Auditor says White Organic's ₹97 lakh profit is actually a ₹57 lakh loss
A qualified audit opinion turns a reported profit into a loss. The issue is a ₹2 crore loan from a stake exited five years ago that the company still won't provision for.
What's new
- Auditors gave a qualified opinion on White Organic's FY26 results for not provisioning a ₹201.91 lakh doubtful loan.
- Without the provision, the company's ₹97.56 lakh net profit becomes a ₹57.43 lakh net loss.
- Auditors also flagged a regulatory non-compliance: unpaid dividends from 1997-98 were never moved to the IEPF.
Why this matters
The auditor's qualification doesn't just adjust a number. It questions whether management's books reflect reality. For a company with a ₹15 crore market cap, a ₹2 crore doubtful loan is a material chunk of the balance sheet. The refusal to provision suggests the company either believes it can recover money from a stake it exited in 2021 or doesn't want to book the loss.
What we're watching
- Whether the company makes the provision in a restatement or continues to contest the auditor.
- Any regulatory action on the decades-old dividend non-compliance.
- How the restated loss figure affects the stock's valuation against its ₹15 crore market cap.
The full read
White Organic Agro reported a ₹97.56 lakh net profit for FY26. Its auditor says that's wrong. The core dispute is a ₹201.91 lakh doubtful loan tied to a Future Farms LLP stake the company exited in 2021. Management won't provision for it. The auditor says it must be written off. Do that, and the ₹97.56 lakh profit becomes a ₹57.43 lakh loss. For a company with a ₹15 crore market cap, that's a material swing. The filing also flags a separate compliance breach: unpaid dividends from 1997-98 were never sent to the IEPF. The auditor's qualification is not a suggestion. It's a formal declaration that the numbers as reported don't reflect the company's true financial position.
Questions answered
- What did the auditor qualify, and why?
- The auditor qualified the FY26 results because White Organic refused to provision for a ₹201.91 lakh doubtful loan related to a stake in Future Farms LLP. The company exited that stake in 2021, but still carries the loan on its books.

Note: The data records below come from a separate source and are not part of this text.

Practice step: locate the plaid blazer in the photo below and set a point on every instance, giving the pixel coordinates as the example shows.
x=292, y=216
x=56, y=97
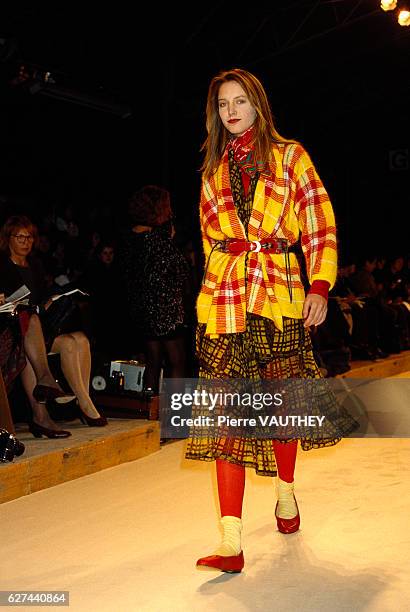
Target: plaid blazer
x=289, y=202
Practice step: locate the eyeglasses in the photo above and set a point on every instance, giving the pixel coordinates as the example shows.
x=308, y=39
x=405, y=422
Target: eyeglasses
x=22, y=238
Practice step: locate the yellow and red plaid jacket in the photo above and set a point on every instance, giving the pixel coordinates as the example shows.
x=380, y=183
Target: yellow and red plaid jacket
x=292, y=201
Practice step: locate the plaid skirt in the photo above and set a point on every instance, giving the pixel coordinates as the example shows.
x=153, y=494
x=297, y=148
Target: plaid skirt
x=263, y=352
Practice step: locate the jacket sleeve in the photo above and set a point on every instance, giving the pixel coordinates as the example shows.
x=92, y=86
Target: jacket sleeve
x=316, y=222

- How does the qualification change the bottom line?
- If the provision were made, the company's reported annual net profit of ₹97.56 lakhs would become a net loss of ₹57.43 lakhs. The profit figure the board reported is, according to the auditor, an overstatement.
- What is the other compliance issue flagged?
- The auditor also noted that the company failed to transfer unpaid dividends from the 1997-98 financial year to the Investor Education and Protection Fund, a regulatory requirement.
- What does this mean for the company's reported value?
- For a firm with a market cap of ₹15 crores, a ₹201.91 lakh doubtful loan is material. The qualification raises questions about the true value of the company's assets and the reliability of its reported profits.